Inquietações Pedagógicas

"Não sei, meus filhos, que mundo será o vosso…"  Jorge de Sena in Metamorfoses

21.9.06
 
O MARKETING E A EDUCAÇÃO DE INFÂNCIA
Ou:

Da necessidade de sermos (nós e as crianças) “consumidores” esclarecidos


Estamos no “arranque” do novo ano lectivo. As caixas de correio (mesmo com avisos de “publicidade não, obrigado!”) enchem-se de panfletos, os nossos endereços electrónicos são invadidos por propostas aliciantes, as promoções são muitas, em qualquer loja onde me desloque perguntam se tenho “cartão de cliente” e enumeram-me vantagens sem fim em me “fidelizar” . Antes de férias, vi, nas “grandes superfícies”, escaparates com uma variedade enorme de livros de fichas para… “trabalhos de férias” para as crianças, mesmo para as mais pequenas… para quê? “escolarizar” ainda mais a entrada no jardim de infância? E o direito inalienável da criança… BRINCAR, consagrado na Convenção dos Direitos da Criança?
Entretanto, continuamos a ser um dos países europeus que menos lê, que menos compra livros, considerados um produto “quase” de luxo, que menos entende a matemática como forma de organizar a vida, de resolver problemas e de estruturar o pensamento.

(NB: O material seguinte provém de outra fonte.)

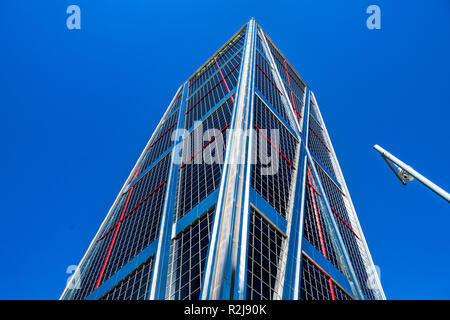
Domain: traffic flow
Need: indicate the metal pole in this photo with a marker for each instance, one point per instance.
(439, 191)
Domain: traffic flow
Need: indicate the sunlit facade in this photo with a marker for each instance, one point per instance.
(237, 195)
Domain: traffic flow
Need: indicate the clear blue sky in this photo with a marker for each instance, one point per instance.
(77, 107)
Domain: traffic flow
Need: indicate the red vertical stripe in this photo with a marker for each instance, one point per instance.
(322, 242)
(292, 95)
(226, 85)
(330, 282)
(115, 234)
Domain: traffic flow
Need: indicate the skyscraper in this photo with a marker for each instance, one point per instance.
(237, 195)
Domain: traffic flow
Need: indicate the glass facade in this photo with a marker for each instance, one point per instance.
(175, 231)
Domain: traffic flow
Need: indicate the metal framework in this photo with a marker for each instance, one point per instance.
(242, 226)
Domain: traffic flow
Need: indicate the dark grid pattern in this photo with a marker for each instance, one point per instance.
(136, 286)
(259, 44)
(198, 178)
(211, 67)
(176, 103)
(212, 92)
(264, 258)
(276, 186)
(90, 268)
(316, 285)
(336, 199)
(187, 259)
(285, 69)
(161, 141)
(296, 101)
(140, 225)
(265, 83)
(313, 110)
(317, 144)
(317, 228)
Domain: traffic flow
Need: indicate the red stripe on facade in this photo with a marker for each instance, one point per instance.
(115, 235)
(337, 214)
(209, 91)
(269, 79)
(316, 211)
(223, 79)
(319, 139)
(330, 282)
(292, 94)
(162, 135)
(131, 211)
(198, 77)
(275, 147)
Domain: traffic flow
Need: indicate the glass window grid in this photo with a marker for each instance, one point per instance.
(275, 188)
(311, 226)
(188, 254)
(160, 143)
(216, 77)
(210, 67)
(315, 284)
(198, 180)
(336, 200)
(297, 85)
(265, 83)
(135, 286)
(265, 251)
(176, 103)
(141, 226)
(212, 92)
(318, 148)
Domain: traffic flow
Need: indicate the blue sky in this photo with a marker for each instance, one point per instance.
(78, 107)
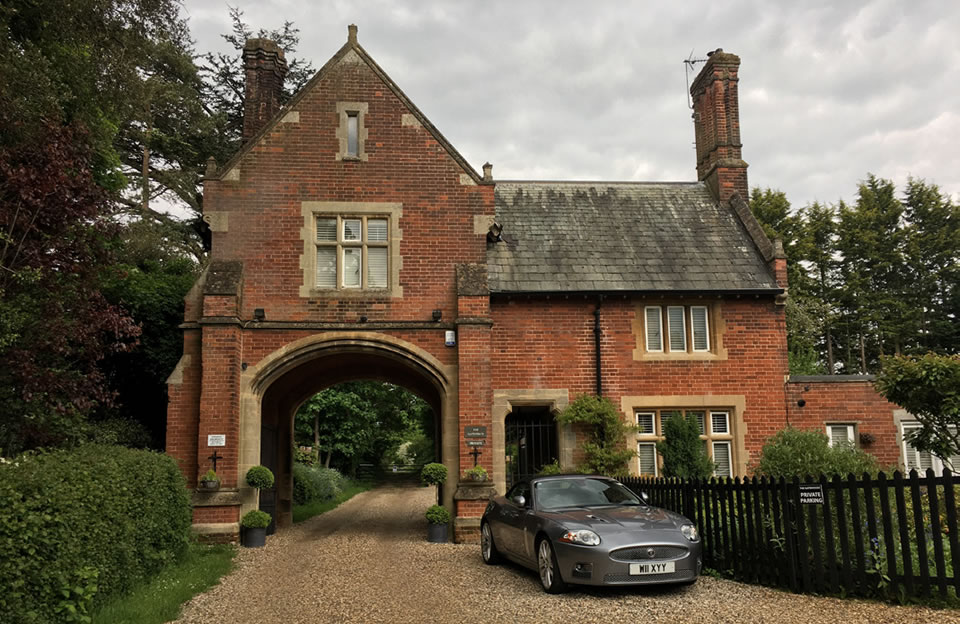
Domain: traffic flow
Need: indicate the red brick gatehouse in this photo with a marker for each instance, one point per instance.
(350, 240)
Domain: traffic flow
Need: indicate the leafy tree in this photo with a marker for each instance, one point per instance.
(606, 449)
(870, 239)
(223, 77)
(360, 421)
(932, 254)
(56, 326)
(928, 387)
(150, 285)
(682, 450)
(794, 453)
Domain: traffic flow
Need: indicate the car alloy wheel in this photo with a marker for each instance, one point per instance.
(487, 548)
(547, 566)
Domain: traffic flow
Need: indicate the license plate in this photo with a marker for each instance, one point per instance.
(661, 567)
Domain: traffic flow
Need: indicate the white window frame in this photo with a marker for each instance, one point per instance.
(341, 244)
(726, 417)
(851, 432)
(683, 329)
(936, 462)
(729, 446)
(706, 329)
(656, 458)
(646, 327)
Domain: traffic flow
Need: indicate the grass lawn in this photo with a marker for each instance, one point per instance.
(315, 508)
(160, 600)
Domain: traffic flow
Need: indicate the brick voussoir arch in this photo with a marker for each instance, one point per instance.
(256, 380)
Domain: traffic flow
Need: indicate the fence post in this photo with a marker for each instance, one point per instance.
(949, 501)
(936, 533)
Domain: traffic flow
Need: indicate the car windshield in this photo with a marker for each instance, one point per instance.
(582, 492)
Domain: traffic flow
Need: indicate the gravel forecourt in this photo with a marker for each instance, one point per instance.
(369, 561)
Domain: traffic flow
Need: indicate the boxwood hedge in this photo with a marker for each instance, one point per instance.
(79, 526)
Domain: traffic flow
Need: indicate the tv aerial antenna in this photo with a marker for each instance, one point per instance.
(690, 64)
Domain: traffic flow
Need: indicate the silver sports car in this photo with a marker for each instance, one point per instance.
(588, 530)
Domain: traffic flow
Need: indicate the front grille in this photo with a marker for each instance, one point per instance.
(680, 575)
(639, 553)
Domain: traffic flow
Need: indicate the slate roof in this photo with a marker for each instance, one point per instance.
(629, 237)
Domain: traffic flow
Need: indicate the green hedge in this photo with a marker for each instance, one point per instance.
(312, 483)
(79, 526)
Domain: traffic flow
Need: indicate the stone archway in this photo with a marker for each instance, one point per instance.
(272, 390)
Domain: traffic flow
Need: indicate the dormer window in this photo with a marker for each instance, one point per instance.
(351, 133)
(353, 129)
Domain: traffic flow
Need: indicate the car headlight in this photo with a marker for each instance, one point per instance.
(583, 536)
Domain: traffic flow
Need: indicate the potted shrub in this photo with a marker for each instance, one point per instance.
(477, 473)
(209, 482)
(433, 474)
(438, 518)
(254, 524)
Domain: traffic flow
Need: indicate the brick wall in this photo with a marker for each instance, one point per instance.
(549, 343)
(846, 399)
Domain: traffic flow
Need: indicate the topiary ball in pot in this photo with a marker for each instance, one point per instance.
(260, 477)
(439, 518)
(254, 524)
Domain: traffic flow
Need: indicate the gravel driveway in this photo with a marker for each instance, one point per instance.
(369, 561)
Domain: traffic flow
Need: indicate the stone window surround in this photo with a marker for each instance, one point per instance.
(311, 210)
(733, 404)
(716, 327)
(503, 403)
(343, 111)
(709, 435)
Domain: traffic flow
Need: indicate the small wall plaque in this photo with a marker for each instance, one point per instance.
(474, 432)
(811, 494)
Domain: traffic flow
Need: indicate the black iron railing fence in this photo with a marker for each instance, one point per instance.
(871, 536)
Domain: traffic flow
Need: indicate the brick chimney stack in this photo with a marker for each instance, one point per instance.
(716, 116)
(264, 70)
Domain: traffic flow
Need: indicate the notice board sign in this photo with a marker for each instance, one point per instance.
(811, 494)
(475, 432)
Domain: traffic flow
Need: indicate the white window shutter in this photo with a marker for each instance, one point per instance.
(647, 453)
(721, 457)
(654, 335)
(377, 230)
(327, 267)
(351, 267)
(678, 330)
(377, 267)
(701, 333)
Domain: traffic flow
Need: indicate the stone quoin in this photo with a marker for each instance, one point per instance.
(350, 240)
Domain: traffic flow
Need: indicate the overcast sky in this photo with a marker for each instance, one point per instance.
(556, 90)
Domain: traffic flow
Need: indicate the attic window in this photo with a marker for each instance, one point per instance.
(351, 133)
(353, 129)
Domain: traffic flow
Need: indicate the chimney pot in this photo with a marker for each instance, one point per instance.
(716, 115)
(487, 172)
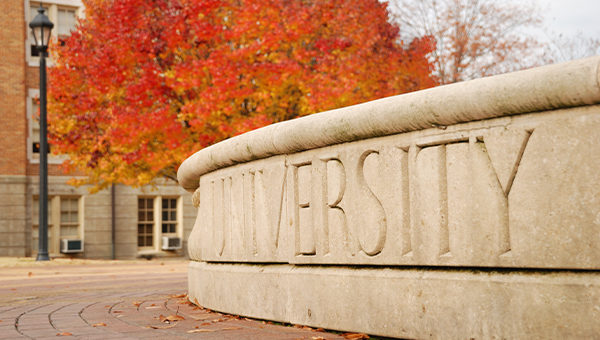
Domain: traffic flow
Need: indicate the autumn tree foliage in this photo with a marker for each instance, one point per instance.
(474, 38)
(142, 84)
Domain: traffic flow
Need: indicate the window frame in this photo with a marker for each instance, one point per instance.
(54, 223)
(52, 159)
(157, 229)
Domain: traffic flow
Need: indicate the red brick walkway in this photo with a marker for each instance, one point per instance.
(112, 300)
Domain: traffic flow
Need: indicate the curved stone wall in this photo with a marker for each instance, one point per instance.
(469, 210)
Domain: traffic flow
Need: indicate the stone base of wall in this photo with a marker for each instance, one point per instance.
(407, 303)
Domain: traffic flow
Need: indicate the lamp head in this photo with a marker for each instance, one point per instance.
(41, 27)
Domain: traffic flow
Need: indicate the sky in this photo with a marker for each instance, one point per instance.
(570, 16)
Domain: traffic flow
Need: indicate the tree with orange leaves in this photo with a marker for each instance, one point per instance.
(474, 38)
(143, 84)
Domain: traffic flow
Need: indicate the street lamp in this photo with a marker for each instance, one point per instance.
(41, 27)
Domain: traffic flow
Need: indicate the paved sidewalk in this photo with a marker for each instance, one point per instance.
(118, 300)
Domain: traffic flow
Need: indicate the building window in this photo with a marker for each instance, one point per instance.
(65, 221)
(145, 222)
(33, 140)
(65, 22)
(35, 226)
(69, 217)
(169, 215)
(157, 217)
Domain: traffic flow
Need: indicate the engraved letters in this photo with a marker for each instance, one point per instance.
(437, 202)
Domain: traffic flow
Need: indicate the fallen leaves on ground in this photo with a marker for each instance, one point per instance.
(212, 330)
(202, 330)
(165, 327)
(355, 336)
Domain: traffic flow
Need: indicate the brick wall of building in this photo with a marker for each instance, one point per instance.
(13, 124)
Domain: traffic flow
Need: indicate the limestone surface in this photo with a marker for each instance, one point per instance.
(426, 211)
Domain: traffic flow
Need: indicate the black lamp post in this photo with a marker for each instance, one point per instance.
(41, 27)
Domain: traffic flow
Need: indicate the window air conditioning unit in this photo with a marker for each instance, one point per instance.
(71, 246)
(171, 243)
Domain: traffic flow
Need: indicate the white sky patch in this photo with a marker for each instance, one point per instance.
(571, 16)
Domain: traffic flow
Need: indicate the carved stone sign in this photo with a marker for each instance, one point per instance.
(464, 211)
(451, 198)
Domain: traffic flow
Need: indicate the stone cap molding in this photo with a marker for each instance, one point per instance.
(557, 86)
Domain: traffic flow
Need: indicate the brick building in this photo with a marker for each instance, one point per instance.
(141, 217)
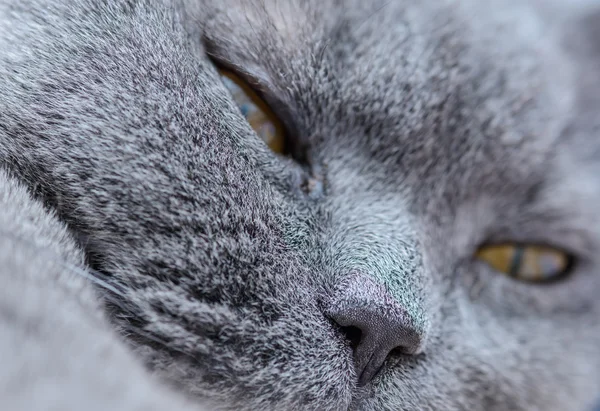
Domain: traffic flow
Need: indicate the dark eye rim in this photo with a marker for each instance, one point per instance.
(569, 270)
(295, 147)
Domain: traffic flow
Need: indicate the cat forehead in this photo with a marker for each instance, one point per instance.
(409, 74)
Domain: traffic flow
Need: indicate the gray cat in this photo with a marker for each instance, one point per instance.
(155, 253)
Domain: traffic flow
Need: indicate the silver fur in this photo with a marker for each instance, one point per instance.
(424, 129)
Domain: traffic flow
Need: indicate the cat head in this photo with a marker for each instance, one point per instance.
(342, 274)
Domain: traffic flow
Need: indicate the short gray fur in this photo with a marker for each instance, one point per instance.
(428, 127)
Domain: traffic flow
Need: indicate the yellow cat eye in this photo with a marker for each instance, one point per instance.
(531, 263)
(258, 114)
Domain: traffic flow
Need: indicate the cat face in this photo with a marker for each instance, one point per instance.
(341, 275)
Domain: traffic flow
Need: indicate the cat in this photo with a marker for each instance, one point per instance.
(155, 253)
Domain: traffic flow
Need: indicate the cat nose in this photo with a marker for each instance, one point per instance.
(374, 319)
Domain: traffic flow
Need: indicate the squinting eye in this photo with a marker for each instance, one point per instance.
(531, 263)
(257, 112)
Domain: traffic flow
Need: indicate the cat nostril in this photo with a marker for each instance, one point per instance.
(353, 334)
(374, 323)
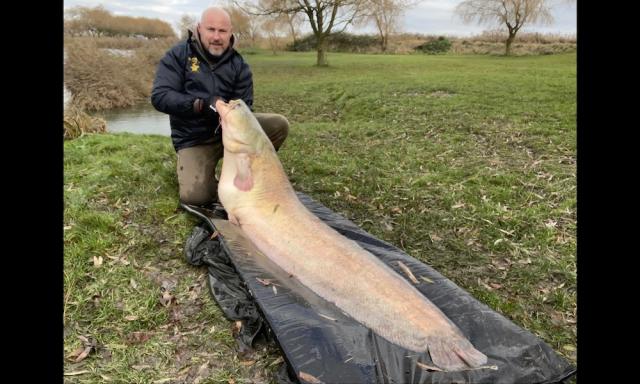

Esta contradição confrange-me.
Ouvi há dias o Manuel Jacinto Sarmento, numa das suas brilhantes análises sociológicas sobre a infância, falar no “mercado de serviços” para as crianças, no “franchising” de produtos para as crianças, no mercado de materiais didácticos” para os jardins de infância, nos processos de “marketing” que invadem as mentes das crianças e as bolsas dos seus pais. Lembro a quantidade de materiais didácticos que começaram a surgir no mercado desde que, em 1997, se publicaram as Orientações Curriculares para a Educação Pré-Escolar, muitos – tenho a obrigação moral de o dizer publicamente! – de muita fraca qualidade e adulterando os princípios pedagógicos subjacentes a esse documento orientador. Habituei-me desde sempre, como educadora, a trabalhar com materiais e recursos limitados, investindo sobretudo em materiais que possibilitassem a expressão livre das crianças. Compreendo que os tempos são outros. Mas tenho consciência quanto hoje é mais difícil para os educadores fazerem escolhas esclarecidas e responsáveis e de como, eventualmente, serão as próprias famílias a perguntar, no arranque do ano lectivo, qual é o “manual” para os 5-6 anos ou a colecção de “fichas” que devem comprar....
Como formadora de futuros educadores tenho consciência de que a minha instituição deve informar e formar os estudantes nessa matéria, chamando a atenção para a estética dos materiais, para a sua correcção em termos de multiculturalidade ou na não promoção de estereotipos de género. Não me parece que isso baste e afirmo que, numa lógica de “prestação de serviços à comunidade”, temos que ajudar os educadores de infância a fazerem selecções criteriosas dos materiais que colocam nos seus jardins de infância e, decorrentemente, dos modelos explícitos e implícitos que passam às crianças e às suas famílias. Com o Manuel Jacinto Sarmento afirmo “lógicas de acção que recusem a dominação” e “lógicas de acção que afirmem os Direitos da Criança” e promovam “uma concepção alternativa de uma cidadania da infância” nos tempos que são os de hoje. Uma cidadania esclarecida, que faça escolhas conscientes, que não deixe poluir a ética e a estética das suas vidas com produtos que não serão os de… primeira necessidade!